DNS servers monitoring

A few months ago, I found myself needing to know about the reliability of some internal DNS provider’s servers, after getting a series of hardly trackable random network issues, aka “It’s always DNS”.

Always DNS meme

More specifically, I needed to know about the following:

number of errors/timeouts
capability to query over TCP or UDP
capability to monitor multiple DNS servers at once
return codes received in the answer (i.e. NOERROR, SERVFAIL, NXDOMAIN, you name it)
results available in Prometheus/OpenTelemetry format (although it currently export vmrange buckets only at the moment, there’s an open issue for that)

`hostlookuper`

As I couldn’t find the right tool for the job, I decided to dust off an old internal (to PostFinance) monitoring tool, namely hostlookuper, refresh it a bit and open source it: https://github.com/postfinance/hostlookuper

It’s written in Go, capable of the above, and its configuration is rather minimalistic:

 $ hostlookuper -h
Usage of hostlookuper:
  -debug
        enable verbose logging
  -dns-servers string
        comma-separated list of DNS servers. if the protocol is omitted, udp is implied, and if the port is omitted, 53 is implied (default "udp://9.9.9.9:53,udp://8.8.8.8:53,udp://one.one.one.one:53")
  -hosts string
        comma-separated list of hosts against which to perform DNS lookups (default "google.ch,ch.ch")
  -interval duration
        interval between DNS checks. must be in Go time.ParseDuration format, e.g. 5s or 5m or 1h, etc (default 5s)
  -listen string
        address on which hostlookuper listens. e.g. 0.0.0.0:9090 (default ":9090")
  -timeout duration
        maximum timeout for a DNS query. must be in Go time.ParseDuration format, e.g. 5s or 5m or 1h, etc (default 5s)

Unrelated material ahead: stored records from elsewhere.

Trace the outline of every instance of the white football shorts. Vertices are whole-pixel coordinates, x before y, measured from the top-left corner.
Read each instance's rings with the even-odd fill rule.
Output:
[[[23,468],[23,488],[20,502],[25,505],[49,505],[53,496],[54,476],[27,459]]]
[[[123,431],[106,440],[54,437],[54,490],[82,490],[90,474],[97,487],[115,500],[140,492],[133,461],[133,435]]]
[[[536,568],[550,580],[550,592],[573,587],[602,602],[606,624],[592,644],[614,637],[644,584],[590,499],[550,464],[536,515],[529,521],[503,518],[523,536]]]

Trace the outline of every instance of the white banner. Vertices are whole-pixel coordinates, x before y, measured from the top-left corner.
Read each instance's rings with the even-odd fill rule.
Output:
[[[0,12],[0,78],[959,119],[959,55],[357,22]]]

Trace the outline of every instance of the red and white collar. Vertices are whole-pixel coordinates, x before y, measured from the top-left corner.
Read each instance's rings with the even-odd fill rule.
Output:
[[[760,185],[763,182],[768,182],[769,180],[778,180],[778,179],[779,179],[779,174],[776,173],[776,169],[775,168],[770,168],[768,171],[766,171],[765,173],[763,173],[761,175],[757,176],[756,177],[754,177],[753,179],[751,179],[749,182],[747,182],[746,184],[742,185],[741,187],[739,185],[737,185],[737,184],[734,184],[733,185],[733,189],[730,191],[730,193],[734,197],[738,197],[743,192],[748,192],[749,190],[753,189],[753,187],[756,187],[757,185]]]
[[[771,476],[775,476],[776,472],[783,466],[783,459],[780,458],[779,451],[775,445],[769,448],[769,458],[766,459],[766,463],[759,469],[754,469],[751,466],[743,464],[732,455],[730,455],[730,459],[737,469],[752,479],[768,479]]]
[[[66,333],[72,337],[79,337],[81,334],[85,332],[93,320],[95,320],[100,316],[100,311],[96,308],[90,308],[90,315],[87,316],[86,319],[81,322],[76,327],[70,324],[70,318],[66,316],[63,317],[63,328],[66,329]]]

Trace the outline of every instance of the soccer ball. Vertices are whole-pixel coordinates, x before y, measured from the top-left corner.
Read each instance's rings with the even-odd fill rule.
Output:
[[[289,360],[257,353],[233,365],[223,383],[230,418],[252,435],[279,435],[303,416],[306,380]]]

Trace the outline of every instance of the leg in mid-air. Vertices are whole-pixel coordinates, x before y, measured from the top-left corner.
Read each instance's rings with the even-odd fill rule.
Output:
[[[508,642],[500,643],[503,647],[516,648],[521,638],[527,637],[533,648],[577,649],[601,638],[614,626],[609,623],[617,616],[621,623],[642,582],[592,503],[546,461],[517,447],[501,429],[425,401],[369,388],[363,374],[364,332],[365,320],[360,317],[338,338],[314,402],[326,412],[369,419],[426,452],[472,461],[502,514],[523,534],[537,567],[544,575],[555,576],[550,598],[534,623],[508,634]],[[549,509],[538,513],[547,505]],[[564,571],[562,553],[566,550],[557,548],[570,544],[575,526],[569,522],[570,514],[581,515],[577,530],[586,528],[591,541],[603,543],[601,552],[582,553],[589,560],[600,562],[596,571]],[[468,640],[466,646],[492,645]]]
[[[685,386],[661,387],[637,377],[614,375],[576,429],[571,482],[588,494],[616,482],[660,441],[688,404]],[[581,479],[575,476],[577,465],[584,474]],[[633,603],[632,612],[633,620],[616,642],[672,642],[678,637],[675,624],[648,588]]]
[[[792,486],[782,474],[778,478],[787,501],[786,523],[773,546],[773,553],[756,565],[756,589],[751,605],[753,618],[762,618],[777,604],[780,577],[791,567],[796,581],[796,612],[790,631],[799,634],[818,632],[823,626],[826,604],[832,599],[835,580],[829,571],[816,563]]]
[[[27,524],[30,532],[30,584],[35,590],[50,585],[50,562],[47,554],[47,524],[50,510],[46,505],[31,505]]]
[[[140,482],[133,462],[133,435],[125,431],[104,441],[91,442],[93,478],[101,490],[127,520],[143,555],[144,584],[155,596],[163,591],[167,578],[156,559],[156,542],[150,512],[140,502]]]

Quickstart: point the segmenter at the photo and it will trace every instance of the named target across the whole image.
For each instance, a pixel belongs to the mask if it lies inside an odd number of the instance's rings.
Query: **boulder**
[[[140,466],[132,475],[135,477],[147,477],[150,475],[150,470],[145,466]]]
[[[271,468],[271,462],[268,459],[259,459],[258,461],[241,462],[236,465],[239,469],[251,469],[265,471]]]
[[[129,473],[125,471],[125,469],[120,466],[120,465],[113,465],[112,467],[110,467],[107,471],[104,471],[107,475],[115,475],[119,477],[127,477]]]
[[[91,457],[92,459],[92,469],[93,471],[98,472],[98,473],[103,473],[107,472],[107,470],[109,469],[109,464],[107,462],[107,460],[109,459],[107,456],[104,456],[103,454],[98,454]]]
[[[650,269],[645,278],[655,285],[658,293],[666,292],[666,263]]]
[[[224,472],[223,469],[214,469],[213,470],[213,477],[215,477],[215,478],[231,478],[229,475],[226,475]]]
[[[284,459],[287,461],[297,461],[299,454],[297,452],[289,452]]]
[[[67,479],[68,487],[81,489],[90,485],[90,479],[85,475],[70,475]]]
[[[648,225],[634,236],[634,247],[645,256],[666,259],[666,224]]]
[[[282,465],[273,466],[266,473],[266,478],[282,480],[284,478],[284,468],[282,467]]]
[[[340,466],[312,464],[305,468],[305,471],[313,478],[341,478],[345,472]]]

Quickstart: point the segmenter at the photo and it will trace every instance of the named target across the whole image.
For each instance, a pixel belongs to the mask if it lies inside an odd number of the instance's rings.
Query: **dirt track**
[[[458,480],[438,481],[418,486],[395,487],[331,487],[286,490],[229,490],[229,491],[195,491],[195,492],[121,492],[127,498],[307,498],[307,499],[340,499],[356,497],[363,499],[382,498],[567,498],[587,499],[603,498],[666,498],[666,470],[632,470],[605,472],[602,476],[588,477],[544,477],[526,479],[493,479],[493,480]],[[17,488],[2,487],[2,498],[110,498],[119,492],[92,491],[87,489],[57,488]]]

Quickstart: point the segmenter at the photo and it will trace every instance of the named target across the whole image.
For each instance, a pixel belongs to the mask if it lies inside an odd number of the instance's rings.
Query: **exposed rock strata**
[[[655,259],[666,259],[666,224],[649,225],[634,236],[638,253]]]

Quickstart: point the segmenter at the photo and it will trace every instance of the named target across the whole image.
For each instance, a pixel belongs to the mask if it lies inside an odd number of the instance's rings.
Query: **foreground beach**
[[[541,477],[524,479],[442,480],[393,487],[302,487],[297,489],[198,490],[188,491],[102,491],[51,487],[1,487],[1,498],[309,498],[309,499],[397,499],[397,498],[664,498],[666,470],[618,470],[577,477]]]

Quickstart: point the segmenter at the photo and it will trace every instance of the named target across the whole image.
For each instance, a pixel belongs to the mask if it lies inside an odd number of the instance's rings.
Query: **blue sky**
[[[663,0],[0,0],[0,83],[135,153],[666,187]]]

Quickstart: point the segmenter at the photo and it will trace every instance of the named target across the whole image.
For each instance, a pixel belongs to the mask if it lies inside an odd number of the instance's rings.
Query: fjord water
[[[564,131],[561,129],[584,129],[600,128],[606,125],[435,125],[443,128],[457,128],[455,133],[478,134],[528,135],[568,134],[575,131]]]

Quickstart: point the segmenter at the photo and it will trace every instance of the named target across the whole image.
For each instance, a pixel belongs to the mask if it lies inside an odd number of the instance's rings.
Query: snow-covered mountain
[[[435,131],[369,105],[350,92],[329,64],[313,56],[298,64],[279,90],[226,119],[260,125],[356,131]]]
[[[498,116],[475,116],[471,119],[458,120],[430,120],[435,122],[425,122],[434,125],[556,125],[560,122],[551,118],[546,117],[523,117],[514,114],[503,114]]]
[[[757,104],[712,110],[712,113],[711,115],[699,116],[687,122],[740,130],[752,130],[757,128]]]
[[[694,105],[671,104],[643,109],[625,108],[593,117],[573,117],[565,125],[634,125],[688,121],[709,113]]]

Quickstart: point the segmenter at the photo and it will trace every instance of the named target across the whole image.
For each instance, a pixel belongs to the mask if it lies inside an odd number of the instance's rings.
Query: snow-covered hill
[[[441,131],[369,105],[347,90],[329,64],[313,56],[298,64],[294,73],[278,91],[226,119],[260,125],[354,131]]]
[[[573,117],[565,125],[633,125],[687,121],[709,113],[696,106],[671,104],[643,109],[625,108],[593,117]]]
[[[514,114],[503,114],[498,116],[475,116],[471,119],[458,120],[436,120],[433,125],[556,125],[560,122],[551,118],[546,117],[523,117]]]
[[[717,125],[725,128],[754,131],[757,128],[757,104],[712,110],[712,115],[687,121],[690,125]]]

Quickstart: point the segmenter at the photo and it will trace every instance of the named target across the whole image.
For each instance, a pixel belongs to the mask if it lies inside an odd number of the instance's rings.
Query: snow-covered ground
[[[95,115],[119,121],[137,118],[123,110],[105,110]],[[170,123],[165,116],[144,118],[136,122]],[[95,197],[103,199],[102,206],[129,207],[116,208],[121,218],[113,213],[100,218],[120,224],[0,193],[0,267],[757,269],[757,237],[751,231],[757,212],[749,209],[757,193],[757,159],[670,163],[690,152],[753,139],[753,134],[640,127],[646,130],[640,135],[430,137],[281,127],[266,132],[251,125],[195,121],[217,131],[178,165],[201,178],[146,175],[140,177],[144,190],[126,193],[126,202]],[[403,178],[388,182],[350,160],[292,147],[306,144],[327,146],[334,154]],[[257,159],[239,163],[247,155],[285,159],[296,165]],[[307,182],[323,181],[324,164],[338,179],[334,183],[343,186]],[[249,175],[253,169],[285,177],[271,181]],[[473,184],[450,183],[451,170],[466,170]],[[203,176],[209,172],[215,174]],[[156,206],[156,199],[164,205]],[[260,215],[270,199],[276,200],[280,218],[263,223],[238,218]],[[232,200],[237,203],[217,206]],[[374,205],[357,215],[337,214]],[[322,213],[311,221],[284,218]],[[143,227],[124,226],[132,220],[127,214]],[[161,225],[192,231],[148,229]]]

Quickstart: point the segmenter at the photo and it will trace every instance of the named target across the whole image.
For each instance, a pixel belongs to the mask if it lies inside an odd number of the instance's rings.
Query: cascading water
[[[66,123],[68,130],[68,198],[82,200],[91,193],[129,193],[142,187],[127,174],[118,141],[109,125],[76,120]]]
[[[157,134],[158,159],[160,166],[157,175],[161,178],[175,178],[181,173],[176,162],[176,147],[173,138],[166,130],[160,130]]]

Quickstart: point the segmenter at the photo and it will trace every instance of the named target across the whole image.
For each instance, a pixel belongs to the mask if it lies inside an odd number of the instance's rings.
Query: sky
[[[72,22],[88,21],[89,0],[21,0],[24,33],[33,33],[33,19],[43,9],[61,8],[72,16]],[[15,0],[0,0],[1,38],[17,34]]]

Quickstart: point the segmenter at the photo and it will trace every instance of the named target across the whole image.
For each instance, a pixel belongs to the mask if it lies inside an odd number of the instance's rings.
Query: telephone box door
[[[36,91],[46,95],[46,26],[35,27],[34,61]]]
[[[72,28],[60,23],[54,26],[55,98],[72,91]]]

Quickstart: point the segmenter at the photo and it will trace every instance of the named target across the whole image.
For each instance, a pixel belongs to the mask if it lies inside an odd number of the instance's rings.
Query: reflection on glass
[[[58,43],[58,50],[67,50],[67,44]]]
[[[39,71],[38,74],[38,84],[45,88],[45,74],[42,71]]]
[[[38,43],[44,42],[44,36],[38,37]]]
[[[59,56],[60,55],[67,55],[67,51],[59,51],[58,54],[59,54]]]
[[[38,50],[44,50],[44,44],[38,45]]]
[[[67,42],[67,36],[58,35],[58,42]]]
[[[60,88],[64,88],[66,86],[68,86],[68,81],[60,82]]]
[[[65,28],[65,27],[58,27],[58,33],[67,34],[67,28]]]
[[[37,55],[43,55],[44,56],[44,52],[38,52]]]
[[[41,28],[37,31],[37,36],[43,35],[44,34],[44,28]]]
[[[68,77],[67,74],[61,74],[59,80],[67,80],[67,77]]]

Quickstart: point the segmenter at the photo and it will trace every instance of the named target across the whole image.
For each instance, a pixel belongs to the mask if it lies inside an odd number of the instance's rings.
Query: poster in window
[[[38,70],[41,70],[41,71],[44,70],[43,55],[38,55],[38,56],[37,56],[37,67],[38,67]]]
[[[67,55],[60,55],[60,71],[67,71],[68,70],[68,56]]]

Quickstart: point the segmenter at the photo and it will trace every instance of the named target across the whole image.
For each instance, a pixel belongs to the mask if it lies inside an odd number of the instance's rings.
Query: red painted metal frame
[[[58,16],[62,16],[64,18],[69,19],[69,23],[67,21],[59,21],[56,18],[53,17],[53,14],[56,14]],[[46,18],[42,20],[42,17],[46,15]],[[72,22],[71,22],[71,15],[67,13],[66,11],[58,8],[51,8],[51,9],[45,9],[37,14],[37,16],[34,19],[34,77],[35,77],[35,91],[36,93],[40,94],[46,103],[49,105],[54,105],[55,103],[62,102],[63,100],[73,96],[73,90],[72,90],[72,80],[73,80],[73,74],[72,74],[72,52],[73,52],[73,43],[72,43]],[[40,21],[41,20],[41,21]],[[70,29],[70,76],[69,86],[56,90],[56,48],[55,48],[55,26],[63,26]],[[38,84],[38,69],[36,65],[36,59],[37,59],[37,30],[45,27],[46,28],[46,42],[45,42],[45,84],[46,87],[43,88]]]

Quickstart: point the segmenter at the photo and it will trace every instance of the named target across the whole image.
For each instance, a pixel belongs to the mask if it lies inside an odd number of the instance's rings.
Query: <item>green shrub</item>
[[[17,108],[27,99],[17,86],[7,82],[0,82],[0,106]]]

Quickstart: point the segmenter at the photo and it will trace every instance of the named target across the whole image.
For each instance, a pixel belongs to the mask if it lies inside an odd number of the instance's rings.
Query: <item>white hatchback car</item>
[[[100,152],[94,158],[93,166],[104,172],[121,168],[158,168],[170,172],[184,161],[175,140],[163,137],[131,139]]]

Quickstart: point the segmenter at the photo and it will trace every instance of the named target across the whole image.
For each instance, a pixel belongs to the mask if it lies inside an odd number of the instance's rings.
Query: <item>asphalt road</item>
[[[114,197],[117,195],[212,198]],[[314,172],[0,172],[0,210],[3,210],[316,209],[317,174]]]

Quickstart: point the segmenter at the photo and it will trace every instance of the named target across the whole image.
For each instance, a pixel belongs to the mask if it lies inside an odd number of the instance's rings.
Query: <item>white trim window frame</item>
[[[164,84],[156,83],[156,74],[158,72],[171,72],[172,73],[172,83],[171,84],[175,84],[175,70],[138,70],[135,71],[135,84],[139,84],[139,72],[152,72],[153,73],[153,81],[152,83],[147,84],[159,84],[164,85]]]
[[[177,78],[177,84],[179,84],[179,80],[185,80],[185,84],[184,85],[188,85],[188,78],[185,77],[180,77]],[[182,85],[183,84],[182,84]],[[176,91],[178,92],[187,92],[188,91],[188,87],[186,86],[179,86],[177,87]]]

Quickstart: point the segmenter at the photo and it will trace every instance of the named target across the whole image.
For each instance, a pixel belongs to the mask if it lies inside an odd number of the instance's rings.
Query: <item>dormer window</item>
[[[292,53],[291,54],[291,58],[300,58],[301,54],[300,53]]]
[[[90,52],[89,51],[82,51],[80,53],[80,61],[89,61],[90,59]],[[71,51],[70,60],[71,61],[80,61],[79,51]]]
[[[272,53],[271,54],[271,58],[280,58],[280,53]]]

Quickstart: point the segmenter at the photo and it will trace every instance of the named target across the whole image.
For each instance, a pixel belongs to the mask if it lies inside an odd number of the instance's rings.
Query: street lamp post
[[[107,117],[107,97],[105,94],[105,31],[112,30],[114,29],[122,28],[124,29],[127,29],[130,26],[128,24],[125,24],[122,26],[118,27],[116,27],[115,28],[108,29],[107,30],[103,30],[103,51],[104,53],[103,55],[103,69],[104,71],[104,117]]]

The tool is supposed to run as a daemon, and will continuously query the DNS servers you asked it to monitor, thereby collecting metrics such as their response time and error rate (provided they make any error!)

It exports its metrics on :9090/metrics per default and an example set of metrics are available here.

Interpreting the metrics

After letting it run for some time (see the example Kubernetes deployment), you’ll be able to import this Grafana dashboard to obtain a nice graphical overview of your DNS servers.

You get the return code (RCODE) repartition, the number of errors per DNS server, a heatmap of the duration of the request, and finally a per-server latency average.

Hostlookuper Grafana dashboard

How does it help?

When you configure hostlookuper to make both tcp and udp queries, it permits you to continuously know what the state of your network is: if one DNS server has issues, you’ll only see errors on that DNS server, but when multiple DNS servers see their error counter going up, you might as well have a network or I/O issue at hand.

Concretely, it has already helped us detect an internal DNS server with a problematic version, which was dropping 0.5% of requests. What would have been extremely complicated to pinpoint was rendered as easy as looking up a Grafana dashboard.

You can also configure hostlookuper to query both a load-balanced DNS server and its backend. It permits you to make sure that during maintenance of a backend the load-balanced server is performing correctly.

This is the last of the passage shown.